With label noise we have \(L = E_{z_i \sim \mathcal{N}(0,1)}\frac{1}{n}\sum_{i=1}^n(P(X_i)-y_i-z_i)^2\) and \(\tilde{L} = L + \frac{\eta}{4} E_{z_i \sim \mathcal{N}(0,1)}\|\nabla \frac{1}{n}\sum_{i=1}^n(P(X_i)-y_i-z_i)^2\|_2^2\). After a bit of calculation, we may simplify this to

\[\tilde{L} = \frac{1}{n}\sum_{i=1}^n(P(X_i)-y_i)^2 + \eta\frac{1}{n^2}\sum_{i=1}^n \|\nabla P(X_i)\|_2^2 + \eta\Big[\frac{1}{n}\sum_{i=1}^n (P(X_i)-y_i)\cdot \nabla P(X_i)\Big]^2 + 1.\]

The \(+1\) doesn’t matter for optimization, so we remove it. At convergence \(P(X_i) \approx y_i\), so we have

\[\tilde{L} \approx \eta\frac{1}{n^2}\sum_{i=1}^n \|\nabla P(X_i)\|_2^2\]

One way to interpret this is that among the parameter configurations fitting the training data, we choose the one minimizing the gradient of the neural network output with respect to the parameters. We may further write out and analyze \(\|\nabla P(X_i)\|_2^2\) for the case of our neural network, and that will likely show why this regularizer is useful for solving our regression task. I will not do that here.

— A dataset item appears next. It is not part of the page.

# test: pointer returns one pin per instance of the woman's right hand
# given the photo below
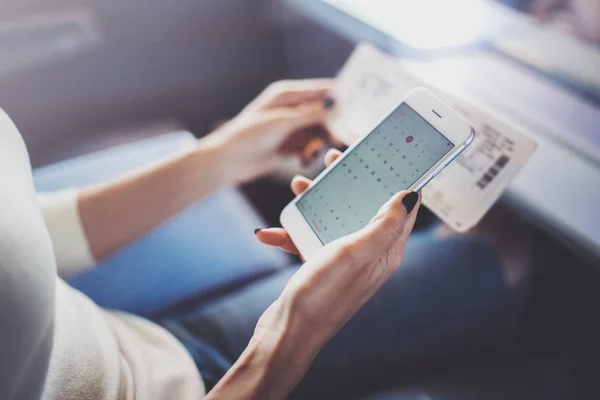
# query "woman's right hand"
(331, 287)
(318, 300)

One of the main insights of this implicit regularizer is the multiplicative factor \(\eta\). It implies the strength of the regularizer is proportional to the learning rate. Consequently, while we can often fit the training data roughly \(\frac{1}{\eta}\) iterations of gradient descent, it might take \(\frac{1}{\eta^2}\) iterations to optimize the regularizer.

Comparing with small initialization

If you read the previous blog post, you might wonder if we can apply the implicit bias given by small initialization to solve the regression task given here. Indeed you can! Simply scaling down the outputs of the neural network by a factor 100, we get MSE = 0.00 with learning rate 0.01.

Code to test small initialization

def makeModelSmallInit(seed = 0):
  m = 100 # Number of hidden nodes
  A = th.zeros(d,m, requires_grad=True)
  b = th.zeros(m, requires_grad=True)
  th.manual_seed(seed)
  th.nn.init.xavier_normal_(A)
  parameters = [A,b]
  predict = lambda X : (X@A)**2 @ b / 100
  return parameters, predict

print('MSE = %.2f'%trainModel(*makeModelSmallInit(), 0.01))

When writing the previous blog entry I tried the reverse: applying regularization by large step sizes and label noise to the classification task. However, this implicit bias was not useful for solving that task.